All of these issues are effectively solved by Synthesis AI’s synthetic data technology. By combining CGI technologies with novel generative AI models, their simple API enables the programmatic generation of millions of images with pixel-perfect labels. Further, Synthesis AI’s synthetic data can often provide an even higher quality result than real images.

The Challenge.

With individual client demands exceeding hundreds of millions of synthetic data images per month, Synthesis AI needed to build a robust and scalable infrastructure from day one.

Like many AI-focused companies, Synthesis AI initially assigned their internal ML engineering team the task of building and maintaining their MLOps infrastructure (including coordination and management of on-prem and cloud compute resources, data, models, pipelines and workflows). For this purpose, the team chose Kubeflow, a popular open-source ML development platform, running on AWS as the foundation upon which they would build their ML development lifecycle.

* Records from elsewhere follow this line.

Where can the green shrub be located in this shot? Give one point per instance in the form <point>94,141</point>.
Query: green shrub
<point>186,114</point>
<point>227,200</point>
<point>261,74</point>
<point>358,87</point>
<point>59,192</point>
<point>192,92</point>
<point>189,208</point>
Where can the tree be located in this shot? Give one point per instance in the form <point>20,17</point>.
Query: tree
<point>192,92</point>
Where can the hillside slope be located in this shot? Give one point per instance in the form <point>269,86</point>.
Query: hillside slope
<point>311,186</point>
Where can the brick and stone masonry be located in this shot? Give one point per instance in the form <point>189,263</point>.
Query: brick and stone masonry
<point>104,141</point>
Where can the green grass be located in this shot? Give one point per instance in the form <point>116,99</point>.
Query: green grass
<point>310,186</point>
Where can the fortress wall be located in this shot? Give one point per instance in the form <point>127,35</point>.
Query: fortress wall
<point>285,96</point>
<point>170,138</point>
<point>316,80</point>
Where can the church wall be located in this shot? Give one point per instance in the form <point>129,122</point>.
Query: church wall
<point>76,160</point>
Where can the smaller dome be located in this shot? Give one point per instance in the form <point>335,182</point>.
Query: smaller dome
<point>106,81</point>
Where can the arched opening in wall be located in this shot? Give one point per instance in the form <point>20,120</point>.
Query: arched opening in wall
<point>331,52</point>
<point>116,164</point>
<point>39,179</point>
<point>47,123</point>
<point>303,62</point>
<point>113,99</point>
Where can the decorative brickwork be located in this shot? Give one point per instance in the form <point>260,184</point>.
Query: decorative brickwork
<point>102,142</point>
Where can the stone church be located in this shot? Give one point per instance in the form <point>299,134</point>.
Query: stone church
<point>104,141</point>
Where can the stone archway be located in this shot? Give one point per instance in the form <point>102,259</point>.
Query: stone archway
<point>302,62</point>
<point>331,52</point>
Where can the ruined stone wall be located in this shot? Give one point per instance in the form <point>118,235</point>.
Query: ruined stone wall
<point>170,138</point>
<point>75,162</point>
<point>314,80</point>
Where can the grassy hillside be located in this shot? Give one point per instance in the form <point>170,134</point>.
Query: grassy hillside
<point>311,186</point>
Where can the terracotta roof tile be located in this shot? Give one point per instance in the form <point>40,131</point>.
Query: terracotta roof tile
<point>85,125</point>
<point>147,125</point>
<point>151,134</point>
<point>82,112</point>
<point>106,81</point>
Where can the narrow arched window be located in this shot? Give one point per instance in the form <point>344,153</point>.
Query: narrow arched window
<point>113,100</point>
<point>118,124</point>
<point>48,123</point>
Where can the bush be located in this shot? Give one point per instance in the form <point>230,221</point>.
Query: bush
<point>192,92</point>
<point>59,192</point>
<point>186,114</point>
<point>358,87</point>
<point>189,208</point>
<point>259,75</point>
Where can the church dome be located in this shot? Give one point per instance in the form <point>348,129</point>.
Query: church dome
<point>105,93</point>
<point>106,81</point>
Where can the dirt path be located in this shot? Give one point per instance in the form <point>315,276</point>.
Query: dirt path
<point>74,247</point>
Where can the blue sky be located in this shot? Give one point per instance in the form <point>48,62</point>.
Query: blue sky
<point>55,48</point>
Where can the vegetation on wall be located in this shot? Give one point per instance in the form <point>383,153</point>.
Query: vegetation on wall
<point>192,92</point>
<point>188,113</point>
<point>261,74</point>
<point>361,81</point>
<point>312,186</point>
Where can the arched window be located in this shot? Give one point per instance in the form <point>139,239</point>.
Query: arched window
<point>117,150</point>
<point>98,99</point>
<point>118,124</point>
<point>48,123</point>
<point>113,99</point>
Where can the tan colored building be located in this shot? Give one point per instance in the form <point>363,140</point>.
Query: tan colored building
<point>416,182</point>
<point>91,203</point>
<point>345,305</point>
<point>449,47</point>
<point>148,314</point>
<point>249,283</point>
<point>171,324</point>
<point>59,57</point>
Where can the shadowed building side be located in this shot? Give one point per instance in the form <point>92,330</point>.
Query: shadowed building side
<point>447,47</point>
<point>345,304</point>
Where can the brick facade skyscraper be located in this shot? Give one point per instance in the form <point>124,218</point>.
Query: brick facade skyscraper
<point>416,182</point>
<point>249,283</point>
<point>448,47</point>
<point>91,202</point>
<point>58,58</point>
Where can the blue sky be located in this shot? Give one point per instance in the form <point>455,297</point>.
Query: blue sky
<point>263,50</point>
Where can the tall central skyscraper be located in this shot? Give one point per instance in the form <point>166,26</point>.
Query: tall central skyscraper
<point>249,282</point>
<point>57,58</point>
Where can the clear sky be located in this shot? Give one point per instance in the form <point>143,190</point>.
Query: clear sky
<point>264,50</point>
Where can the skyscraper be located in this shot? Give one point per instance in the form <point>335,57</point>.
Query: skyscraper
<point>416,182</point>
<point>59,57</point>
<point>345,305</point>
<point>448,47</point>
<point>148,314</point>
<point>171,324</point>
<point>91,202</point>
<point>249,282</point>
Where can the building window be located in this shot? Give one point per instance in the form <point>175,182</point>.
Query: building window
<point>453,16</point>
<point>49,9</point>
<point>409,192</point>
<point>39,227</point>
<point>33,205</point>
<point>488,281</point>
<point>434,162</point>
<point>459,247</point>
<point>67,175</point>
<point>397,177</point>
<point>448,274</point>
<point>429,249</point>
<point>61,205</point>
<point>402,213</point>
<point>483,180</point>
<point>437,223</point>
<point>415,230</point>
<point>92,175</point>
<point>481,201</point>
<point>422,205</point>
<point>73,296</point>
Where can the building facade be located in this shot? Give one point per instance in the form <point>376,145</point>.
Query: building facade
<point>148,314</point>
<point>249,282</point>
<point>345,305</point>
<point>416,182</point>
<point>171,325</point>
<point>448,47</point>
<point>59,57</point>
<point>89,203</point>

After 6 months of building and re-building on Kubeflow, the team realized that they were spending as much time on MLOps as they were on ML. Their synthetic data and AI pipelines required constant maintenance, they needed to manually integrate and update every tool they sought to use, and managing their computation resources on AWS and on-prem required constant attention and maintenance. They realized that Kubeflow itself is not a scalable MLOps solution.

Furthermore, Synthesis AI was limited by their cloud provider, facing allocation and infrastructure maintenance issues that severely complicated their model training process.

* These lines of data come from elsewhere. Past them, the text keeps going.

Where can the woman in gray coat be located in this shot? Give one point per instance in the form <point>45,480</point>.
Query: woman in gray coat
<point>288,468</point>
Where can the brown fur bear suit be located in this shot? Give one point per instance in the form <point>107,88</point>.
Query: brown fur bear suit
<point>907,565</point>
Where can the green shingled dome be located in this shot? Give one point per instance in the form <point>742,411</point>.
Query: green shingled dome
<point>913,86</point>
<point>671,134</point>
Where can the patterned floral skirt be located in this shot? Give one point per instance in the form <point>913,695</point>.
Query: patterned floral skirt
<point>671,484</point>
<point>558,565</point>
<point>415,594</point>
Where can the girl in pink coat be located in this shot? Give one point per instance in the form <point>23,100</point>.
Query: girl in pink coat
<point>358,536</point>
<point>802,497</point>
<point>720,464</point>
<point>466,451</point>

Synthesis AI needed solutions for both MLOps and cloud computing that allowed their ML Engineers to focus on the models.

The Solution.

First, Apolo migrated the company’s entire ML workflow from Kubeflow to Apolo Platform, all completely within their secure AWS environment. Second, Apolo engaged AWS to provide a long-term solution to Synthesis AI’s computational resource requirements, ensuring both scalability and availability. These migrations included:

  • Deployment of Apolo cluster in the team’s existing infrastructure in the legacy environment

  • Migration of the ML team from Kubeflow to Apolo

  • Set up of infrastructure on AWS, including allocation of required computational quotas

  • Deployment of the Apolo cluster on new AWS infrastructure

  • Migration of data and computations from legacy cloud to AWS

As a result, Apolo unblocked Synthesis AI to scale its synthetic data platform. Synthesis AI’s ML productivity tripled in the first month alone, increasing the number of training jobs by 10x, while saving over $100,000 in computing costs.